The Domino Effect Of Team Sports

The+Domino+Effect+Of+Team+Sports

Precious Windham, Staff Writer

Football, tennis, basketball, volleyball: all sports – all team sports.

These sports require teamwork, communication, dedication, and understanding. Once you are on the field or on the court, it all becomes mental and requires focus and a positive mindset.

The positive effects of playing on a team sport are that you have your teammates to fall back on, a team to cheer you on, and cheer you up. As many coaches may say – we win together as a team and we lose together as a team.

But what about the individual perspective?

I play doubles tennis which takes a team effort on this team sport. When I am on the courts, there are times when I am not mentally positive or not mentally focused on the game itself. I also have a partner who may be able to relate to what I am explaining. Considering that this has to be a team effort, there are times when there is a domino effect – if one person is doing bad, so is the other person.

There may be times when people can also witness players going against one another or players making the same mistake that another player has made that can be considered the domino effect. You can consider the domino effect as the saying that yawns are contagious; if one person yawns, another person yawns.

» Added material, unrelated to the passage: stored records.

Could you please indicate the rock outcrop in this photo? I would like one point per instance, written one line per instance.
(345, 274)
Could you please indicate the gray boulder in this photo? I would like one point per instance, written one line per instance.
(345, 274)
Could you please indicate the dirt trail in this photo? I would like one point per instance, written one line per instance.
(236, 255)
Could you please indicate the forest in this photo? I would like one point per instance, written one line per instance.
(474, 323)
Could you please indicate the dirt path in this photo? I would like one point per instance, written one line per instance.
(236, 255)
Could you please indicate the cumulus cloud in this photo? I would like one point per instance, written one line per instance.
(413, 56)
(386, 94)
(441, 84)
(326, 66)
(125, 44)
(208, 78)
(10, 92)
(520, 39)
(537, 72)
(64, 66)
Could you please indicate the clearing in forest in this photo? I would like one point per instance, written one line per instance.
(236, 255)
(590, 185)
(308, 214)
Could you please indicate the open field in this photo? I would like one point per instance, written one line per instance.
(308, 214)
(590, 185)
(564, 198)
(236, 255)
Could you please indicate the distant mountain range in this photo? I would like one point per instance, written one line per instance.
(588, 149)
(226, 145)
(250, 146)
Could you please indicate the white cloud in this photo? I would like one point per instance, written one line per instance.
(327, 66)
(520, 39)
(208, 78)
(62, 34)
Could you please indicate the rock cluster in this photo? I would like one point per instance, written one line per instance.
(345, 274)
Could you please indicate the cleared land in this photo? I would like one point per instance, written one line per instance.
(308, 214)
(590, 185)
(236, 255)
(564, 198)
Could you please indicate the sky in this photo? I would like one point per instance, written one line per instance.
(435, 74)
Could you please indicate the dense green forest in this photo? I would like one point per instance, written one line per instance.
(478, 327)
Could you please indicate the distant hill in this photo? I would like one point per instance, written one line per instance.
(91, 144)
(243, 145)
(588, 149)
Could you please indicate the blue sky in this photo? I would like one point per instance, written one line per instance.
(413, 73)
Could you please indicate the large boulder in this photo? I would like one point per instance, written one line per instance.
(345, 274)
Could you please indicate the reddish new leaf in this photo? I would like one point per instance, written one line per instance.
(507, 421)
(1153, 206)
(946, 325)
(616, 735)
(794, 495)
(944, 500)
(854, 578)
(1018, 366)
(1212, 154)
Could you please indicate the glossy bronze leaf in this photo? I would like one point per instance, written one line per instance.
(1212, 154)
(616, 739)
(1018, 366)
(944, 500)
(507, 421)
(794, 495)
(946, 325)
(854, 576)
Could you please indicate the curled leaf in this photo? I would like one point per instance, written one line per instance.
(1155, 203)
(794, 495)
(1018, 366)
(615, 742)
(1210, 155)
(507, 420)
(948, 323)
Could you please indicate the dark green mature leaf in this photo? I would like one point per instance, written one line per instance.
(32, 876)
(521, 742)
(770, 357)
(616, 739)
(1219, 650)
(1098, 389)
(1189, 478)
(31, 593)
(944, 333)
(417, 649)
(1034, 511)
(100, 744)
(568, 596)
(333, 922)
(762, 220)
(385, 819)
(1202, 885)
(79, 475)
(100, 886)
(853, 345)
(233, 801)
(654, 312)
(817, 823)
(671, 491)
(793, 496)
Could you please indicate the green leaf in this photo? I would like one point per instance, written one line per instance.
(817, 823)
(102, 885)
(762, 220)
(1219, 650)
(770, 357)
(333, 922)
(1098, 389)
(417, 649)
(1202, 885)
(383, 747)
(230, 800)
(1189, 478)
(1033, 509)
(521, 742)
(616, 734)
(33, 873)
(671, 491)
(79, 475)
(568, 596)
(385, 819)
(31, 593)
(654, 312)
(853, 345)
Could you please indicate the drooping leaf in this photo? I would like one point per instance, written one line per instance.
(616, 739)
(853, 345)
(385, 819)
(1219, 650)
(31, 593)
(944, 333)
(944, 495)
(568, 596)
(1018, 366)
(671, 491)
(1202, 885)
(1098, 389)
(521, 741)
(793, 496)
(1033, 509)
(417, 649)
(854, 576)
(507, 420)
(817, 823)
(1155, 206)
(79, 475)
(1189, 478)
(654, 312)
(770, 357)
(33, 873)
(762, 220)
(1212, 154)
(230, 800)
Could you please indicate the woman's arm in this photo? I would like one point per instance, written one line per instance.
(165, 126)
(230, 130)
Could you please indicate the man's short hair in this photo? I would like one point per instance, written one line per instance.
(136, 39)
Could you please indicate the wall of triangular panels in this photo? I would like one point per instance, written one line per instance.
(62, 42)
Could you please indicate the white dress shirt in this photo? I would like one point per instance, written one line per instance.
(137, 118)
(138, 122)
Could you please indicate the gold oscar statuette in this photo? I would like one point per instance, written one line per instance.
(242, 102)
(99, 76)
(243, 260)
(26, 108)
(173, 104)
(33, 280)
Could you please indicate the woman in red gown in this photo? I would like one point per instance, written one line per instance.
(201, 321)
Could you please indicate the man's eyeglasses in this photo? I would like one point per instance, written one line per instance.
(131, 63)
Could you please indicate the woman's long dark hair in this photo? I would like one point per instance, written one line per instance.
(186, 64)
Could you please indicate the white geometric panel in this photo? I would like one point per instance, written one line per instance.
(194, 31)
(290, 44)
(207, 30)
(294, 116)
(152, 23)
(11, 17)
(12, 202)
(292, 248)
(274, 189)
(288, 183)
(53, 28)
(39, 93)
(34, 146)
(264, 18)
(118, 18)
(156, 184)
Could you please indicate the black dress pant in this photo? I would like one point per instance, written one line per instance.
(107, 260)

In team sports, there are players with certain levels of expertise and certain levels of weaknesses and strengths – also players who get in their head or have their off days and on days that could cause a potential impact on their overall sportsmanship and performance that day, match, or game in a way that could rub off on other players as well.

In some sports, it may be known that if the whole team does well during a practice or during warm-ups then the whole team will do well on their next game or their next match. This idea is not always the case though because, just like how if one bad apple is rotten all the apples are rotten, this is similar to sports.

For example, some coaches are for punishments like if one player is late, the whole team has to do something as a punishment such as running laps or doing suicides. Also, a player may have had one or two bad plays, and after that, it could affect the rest of their overall performance at the game itself which can cause an effect on the other players and cause them to do bad as well. Another example of how the domino effect can be interpreted is how, for some people, if one person cries, another person begins to cry, or if one person is sick, another person gets sick.

This is a chain reaction, and it is very powerful and effective on people and teams. In the game Domino’s, it only takes one domino to fall down to cause all the other dominoes to fall down. To relate back to team sports, it only takes one player to mess up something that can cause a whole chain reaction to the whole team, or one player to make a great shot or a great play that can cause a whole chain reaction for the whole team.

This can be considered as the domino effect of team sports.